Noch immer bewerben sich Millionen Menschen in Europa auf Jobs, ohne das Gehalt zu kennen. Neue EU-Regeln für Lohntransparenz und gegen den Gender Pay Gap sollten bis zum siebten Juni greifen, doch die meisten Staaten reißen die Frist.
Woher wissen Beschäftigte, ob ihr Lohn fair ist? In großen Teilen Europas haben sie noch immer nur begrenzte Informationen darüber, wie Stellen bezahlt werden und wie ihr Gehalt im Vergleich zu anderen mit ähnlichen Aufgaben ausfällt.
Die EU-Richtlinie zur Entgelttransparenz soll das ändern. Sie verpflichtet Arbeitgeber zu mehr Offenheit bei Löhnen und stärkt damit das Prinzip gleicher Lohn für gleiche Arbeit.
Die Richtlinie soll den geschlechtsspezifischen Lohnabstand in der EU verringern. Er liegt nach Angaben von Eurostat derzeit bei elf Prozent: Bruttostundenlöhne von Frauen sind im Schnitt elf Prozent niedriger als die von Männern.
Für viele Frauen hätte ein Verzicht auf die Umsetzung der Richtlinie direkte Folgen für ihr jährliches Einkommen.
Der Europäische Gewerkschaftsbund (ETUC) schätzt, dass fehlende Lohntransparenz Frauen in der EU mindestens 4,8 Milliarden Euro pro Jahr kostet. Der Betrag könnte auf 7,2 Milliarden Euro steigen – das entspricht zwischen 465 und 700 Euro pro Frau und Jahr.
Die EU-Staaten müssen die Vorgaben bis zum siebten Juni 2026 umsetzen.

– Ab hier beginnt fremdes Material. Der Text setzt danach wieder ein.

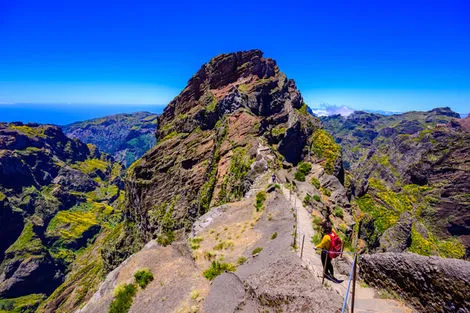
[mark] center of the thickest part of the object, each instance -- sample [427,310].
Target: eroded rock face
[430,284]
[209,136]
[398,237]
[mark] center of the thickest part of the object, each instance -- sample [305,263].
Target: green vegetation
[451,248]
[256,251]
[260,198]
[194,242]
[278,131]
[37,131]
[210,102]
[25,304]
[27,243]
[303,109]
[240,164]
[241,260]
[123,298]
[325,191]
[143,277]
[169,136]
[324,146]
[91,165]
[315,182]
[217,268]
[303,169]
[223,245]
[70,225]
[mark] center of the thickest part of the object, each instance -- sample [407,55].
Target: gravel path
[366,298]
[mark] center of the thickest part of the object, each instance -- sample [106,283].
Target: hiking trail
[367,299]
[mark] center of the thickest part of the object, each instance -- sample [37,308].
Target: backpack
[335,246]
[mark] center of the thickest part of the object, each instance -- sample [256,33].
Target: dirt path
[367,300]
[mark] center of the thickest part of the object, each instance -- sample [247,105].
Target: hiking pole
[354,283]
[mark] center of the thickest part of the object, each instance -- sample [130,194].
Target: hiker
[328,249]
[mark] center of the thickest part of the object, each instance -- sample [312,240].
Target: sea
[63,114]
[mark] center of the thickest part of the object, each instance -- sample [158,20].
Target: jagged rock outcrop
[430,284]
[398,237]
[416,162]
[124,136]
[209,136]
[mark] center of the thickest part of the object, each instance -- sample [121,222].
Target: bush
[143,277]
[338,212]
[257,250]
[299,176]
[307,199]
[123,298]
[260,198]
[315,182]
[217,268]
[316,238]
[194,242]
[241,260]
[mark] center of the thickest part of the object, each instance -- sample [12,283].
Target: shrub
[194,294]
[217,268]
[223,245]
[143,277]
[123,298]
[194,242]
[338,212]
[241,260]
[257,250]
[325,191]
[315,182]
[316,238]
[260,198]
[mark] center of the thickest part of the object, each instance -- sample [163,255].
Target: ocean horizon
[64,114]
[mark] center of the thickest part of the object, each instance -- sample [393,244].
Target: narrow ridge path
[366,298]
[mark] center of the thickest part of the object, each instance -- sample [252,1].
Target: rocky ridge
[416,162]
[55,197]
[210,143]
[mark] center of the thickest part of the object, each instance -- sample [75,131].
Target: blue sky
[395,56]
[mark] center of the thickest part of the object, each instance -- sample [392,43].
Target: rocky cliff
[126,137]
[55,197]
[430,284]
[237,115]
[416,163]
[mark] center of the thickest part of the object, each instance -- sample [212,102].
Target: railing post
[354,284]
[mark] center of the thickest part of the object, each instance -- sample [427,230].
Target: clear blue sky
[394,55]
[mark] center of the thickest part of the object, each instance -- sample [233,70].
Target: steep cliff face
[416,162]
[55,197]
[212,140]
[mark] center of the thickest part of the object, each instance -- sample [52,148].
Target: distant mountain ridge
[124,136]
[409,173]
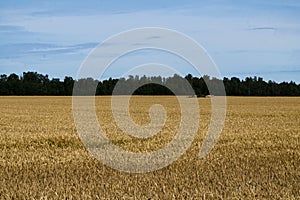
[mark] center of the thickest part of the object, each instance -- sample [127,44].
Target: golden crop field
[256,157]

Nach einer Umsetzungsfrist von drei Jahren werden die meisten diese Frist aber verfehlen.
Welche EU-Staaten haben die Richtlinie zur Entgelttransparenz also bereits umgesetzt? Wie ist der Stand in den Nachzüglern? Und in welchen Ländern ist die Angabe von Gehältern in Stellenausschreibungen schon heute am weitesten verbreitet?

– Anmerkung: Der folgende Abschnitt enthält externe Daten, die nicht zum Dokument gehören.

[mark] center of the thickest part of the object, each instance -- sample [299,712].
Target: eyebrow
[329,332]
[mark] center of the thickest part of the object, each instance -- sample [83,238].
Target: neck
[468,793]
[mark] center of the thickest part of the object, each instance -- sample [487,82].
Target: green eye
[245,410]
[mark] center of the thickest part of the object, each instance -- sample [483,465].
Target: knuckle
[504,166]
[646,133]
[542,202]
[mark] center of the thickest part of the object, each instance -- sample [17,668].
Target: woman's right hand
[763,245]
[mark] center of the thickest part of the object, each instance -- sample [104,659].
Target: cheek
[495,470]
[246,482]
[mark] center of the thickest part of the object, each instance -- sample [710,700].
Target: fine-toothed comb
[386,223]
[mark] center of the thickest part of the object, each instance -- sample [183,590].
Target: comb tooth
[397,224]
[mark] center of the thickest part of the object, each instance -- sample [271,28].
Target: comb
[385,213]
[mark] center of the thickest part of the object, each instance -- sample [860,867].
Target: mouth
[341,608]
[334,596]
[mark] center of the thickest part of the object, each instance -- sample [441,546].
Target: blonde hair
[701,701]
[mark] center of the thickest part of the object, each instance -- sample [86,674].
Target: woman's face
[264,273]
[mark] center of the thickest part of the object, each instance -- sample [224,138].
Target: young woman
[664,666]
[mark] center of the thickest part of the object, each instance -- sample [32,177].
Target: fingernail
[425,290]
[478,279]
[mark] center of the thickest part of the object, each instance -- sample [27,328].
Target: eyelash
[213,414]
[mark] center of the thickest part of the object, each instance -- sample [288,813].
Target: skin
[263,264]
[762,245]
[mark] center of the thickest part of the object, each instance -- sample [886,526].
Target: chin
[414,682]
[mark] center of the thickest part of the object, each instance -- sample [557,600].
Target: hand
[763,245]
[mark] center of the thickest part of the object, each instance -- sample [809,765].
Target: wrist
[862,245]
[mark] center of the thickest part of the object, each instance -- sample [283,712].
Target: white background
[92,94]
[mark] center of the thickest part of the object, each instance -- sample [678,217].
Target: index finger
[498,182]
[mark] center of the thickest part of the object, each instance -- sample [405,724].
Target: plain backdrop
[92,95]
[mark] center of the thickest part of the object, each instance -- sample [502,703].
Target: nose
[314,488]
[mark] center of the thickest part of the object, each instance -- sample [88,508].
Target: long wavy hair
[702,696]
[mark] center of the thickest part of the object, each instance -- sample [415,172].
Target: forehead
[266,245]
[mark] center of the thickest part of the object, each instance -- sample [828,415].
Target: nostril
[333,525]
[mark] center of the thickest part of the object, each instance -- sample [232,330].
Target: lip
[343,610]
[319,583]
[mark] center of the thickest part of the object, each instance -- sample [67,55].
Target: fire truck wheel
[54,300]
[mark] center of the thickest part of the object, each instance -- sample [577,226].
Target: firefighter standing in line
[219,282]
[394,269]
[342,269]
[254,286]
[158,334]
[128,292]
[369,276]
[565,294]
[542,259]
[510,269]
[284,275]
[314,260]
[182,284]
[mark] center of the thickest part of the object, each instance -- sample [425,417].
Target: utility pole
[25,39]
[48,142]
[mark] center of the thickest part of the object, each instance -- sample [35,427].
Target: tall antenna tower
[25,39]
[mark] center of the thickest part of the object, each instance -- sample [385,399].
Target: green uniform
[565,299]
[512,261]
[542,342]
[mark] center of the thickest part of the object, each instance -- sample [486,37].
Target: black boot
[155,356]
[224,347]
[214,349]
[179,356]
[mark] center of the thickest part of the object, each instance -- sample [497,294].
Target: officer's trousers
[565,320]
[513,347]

Entgelttransparenz-Richtlinie: sechs EU-Staaten ohne Maßnahmen
Nach dem Umsetzungsmonitor der internationalen Kanzlei Addleshaw Goddard haben bis Mai 2026 sechs der 27 EU-Staaten noch keinerlei Schritte zur Umsetzung der Richtlinie unternommen. Es handelt sich um Österreich, Bulgarien, Kroatien, Ungarn, Luxemburg und Portugal.
Im September 2025 lag diese Zahl noch bei zehn Staaten.

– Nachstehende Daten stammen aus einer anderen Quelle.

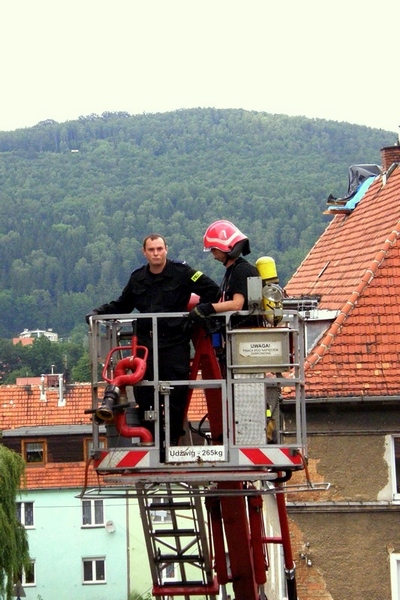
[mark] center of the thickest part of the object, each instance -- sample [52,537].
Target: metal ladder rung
[187,558]
[170,589]
[173,532]
[169,505]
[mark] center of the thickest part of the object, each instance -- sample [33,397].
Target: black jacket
[168,291]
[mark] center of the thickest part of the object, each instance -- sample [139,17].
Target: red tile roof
[355,268]
[21,406]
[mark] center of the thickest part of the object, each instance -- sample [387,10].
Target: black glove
[91,314]
[200,313]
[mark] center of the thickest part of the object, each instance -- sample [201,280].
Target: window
[395,575]
[88,448]
[94,570]
[168,573]
[92,513]
[27,577]
[25,513]
[34,452]
[396,468]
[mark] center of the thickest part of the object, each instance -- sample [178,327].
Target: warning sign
[260,349]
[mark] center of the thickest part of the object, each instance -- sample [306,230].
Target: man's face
[156,253]
[218,254]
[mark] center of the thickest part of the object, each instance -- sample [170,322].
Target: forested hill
[77,198]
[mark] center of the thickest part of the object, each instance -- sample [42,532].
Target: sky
[336,60]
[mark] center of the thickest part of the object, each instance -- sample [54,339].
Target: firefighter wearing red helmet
[227,243]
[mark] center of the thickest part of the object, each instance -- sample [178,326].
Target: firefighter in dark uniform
[163,286]
[226,243]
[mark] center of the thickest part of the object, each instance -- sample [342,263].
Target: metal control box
[260,350]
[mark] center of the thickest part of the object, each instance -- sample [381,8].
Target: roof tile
[355,268]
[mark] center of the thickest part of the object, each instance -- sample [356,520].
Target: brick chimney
[390,155]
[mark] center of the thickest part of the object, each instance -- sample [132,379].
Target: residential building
[82,549]
[347,538]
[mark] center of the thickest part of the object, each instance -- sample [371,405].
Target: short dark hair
[153,236]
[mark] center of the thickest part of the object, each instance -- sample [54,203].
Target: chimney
[390,155]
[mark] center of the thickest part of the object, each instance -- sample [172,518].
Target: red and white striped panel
[122,459]
[282,457]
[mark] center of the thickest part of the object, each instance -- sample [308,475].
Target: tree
[14,549]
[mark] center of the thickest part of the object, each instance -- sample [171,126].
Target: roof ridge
[317,354]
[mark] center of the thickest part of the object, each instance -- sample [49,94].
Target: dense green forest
[77,198]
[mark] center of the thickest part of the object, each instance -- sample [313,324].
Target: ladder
[179,545]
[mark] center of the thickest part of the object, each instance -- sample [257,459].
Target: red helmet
[225,236]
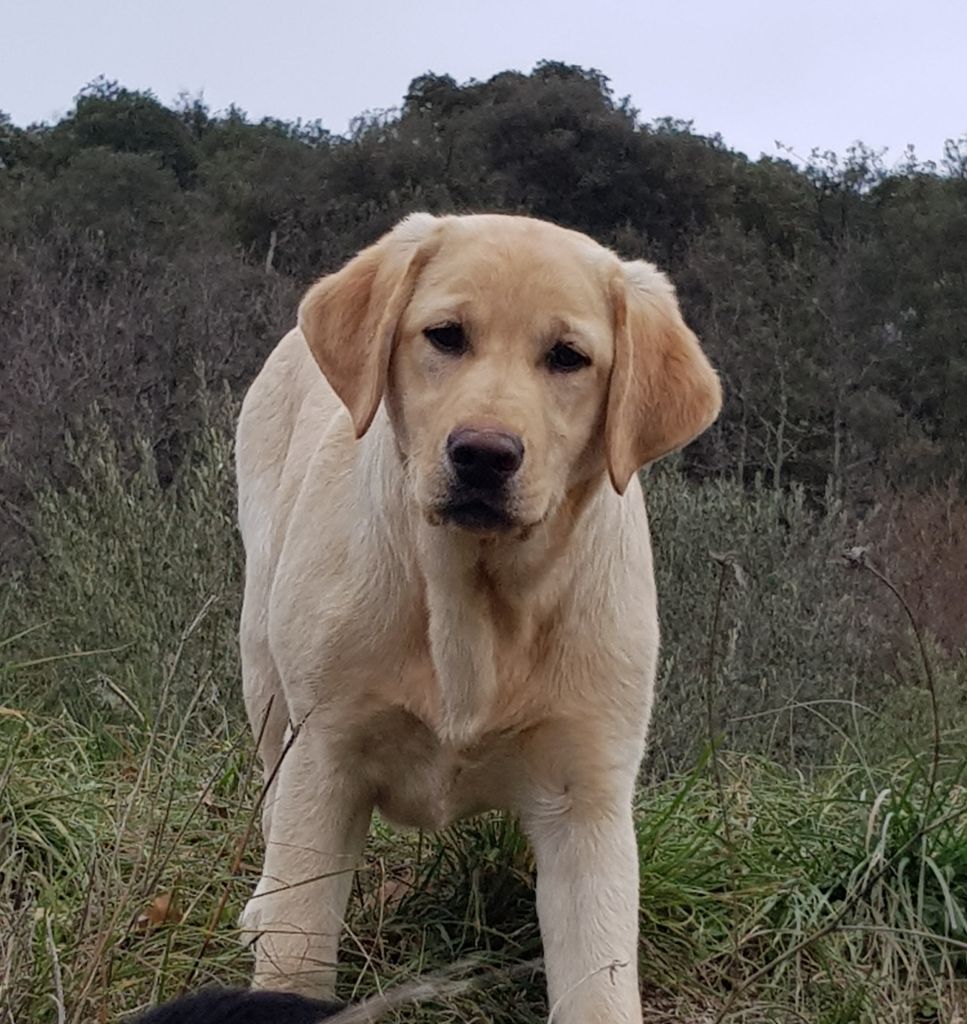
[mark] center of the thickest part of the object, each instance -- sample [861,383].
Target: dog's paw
[233,1006]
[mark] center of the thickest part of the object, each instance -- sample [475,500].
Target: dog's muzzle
[482,465]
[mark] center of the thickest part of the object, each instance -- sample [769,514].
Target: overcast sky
[813,73]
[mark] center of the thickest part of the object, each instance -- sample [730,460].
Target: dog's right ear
[349,318]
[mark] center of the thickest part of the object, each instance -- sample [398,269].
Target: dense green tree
[137,240]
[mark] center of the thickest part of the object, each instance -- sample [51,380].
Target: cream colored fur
[431,671]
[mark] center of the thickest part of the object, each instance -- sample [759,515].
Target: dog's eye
[564,358]
[448,338]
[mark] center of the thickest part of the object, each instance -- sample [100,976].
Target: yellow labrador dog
[449,601]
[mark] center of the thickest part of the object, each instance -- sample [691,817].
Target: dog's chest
[420,778]
[421,781]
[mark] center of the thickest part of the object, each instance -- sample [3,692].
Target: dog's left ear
[663,390]
[349,318]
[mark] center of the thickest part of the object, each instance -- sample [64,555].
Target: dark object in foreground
[238,1006]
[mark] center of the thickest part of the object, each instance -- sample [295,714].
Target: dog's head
[517,360]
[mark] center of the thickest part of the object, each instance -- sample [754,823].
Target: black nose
[484,458]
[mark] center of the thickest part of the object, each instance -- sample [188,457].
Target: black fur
[238,1006]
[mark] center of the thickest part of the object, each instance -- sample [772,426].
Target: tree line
[145,248]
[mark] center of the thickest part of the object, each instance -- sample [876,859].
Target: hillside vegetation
[802,818]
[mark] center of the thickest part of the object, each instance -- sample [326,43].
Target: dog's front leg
[320,819]
[587,899]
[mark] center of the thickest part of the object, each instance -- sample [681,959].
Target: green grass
[840,897]
[814,868]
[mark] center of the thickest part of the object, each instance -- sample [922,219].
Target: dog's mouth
[476,514]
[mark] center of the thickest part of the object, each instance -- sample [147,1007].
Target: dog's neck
[487,600]
[486,597]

Schweden hatte zwar einen Gesetzentwurf veröffentlicht, setzte ihn im März 2026 jedoch auf unbestimmte Zeit aus. Die Regierung begründete das mit dem hohen Verwaltungsaufwand für Arbeitgeber.
Deutschland will seine Regelungen 2026 überarbeiten. In Tschechien, Finnland, Griechenland, Slowenien und Spanien werden Entwürfe für neue Gesetze erwartet.
Zehn EU-Staaten legen Gesetzentwürfe vor
In zehn EU-Staaten liegen bereits Gesetzentwürfe vor, allerdings in unterschiedlichen Stadien. Dazu gehören Zypern, Dänemark, Estland, Frankreich, Irland, Italien, Lettland, Litauen, die Niederlande und Rumänien.
Drei Länder – Belgien, Malta und Polen – haben die Richtlinie bereits teilweise umgesetzt.
In der Slowakei hat das Parlament am fünfzehnten April 2026 das Gesetz über gleichen Lohn verabschiedet; es tritt am siebten Juni 2026 in Kraft.
Frankreich: große Unsicherheit
„In Frankreich wird die Frist am siebten Juni sehr wahrscheinlich verfehlt. Das sorgt für große Unsicherheit. Selbst nach Verabschiedung des Gesetzes müssen zentrale Punkte noch in separaten Durchführungsverordnungen geregelt werden, für die es keinen klaren Zeitplan gibt“, sagte Jérémie Paubel, Employment Partner in Frankreich bei Addleshaw Goddard, gegenüber Euronews Business.
Er betonte, wie wichtig vorausschauendes Handeln ist. Unternehmen sollten bereits jetzt ihre Stellenkategorien erfassen, ihre Entgeltsysteme und -strukturen überprüfen und bestehende Lücken identifizieren. Vor allem sollten sie den Gesetzgebungsprozess genau verfolgen.
Deutschland: was die Verzögerung bedeutet
„Versäumte Umsetzungsfristen bedeuten keine saubere rechtliche Atempause. Sie schaffen eine Zwischenphase, in der Unternehmen noch keine klaren nationalen Regeln haben, Gerichte, Beschäftigte und Betriebsräte aber bereits auf die Richtung der Richtlinie schauen“, sagte Marijke Van der Most, Employment Partner in Deutschland bei Addleshaw Goddard, zu Euronews Business.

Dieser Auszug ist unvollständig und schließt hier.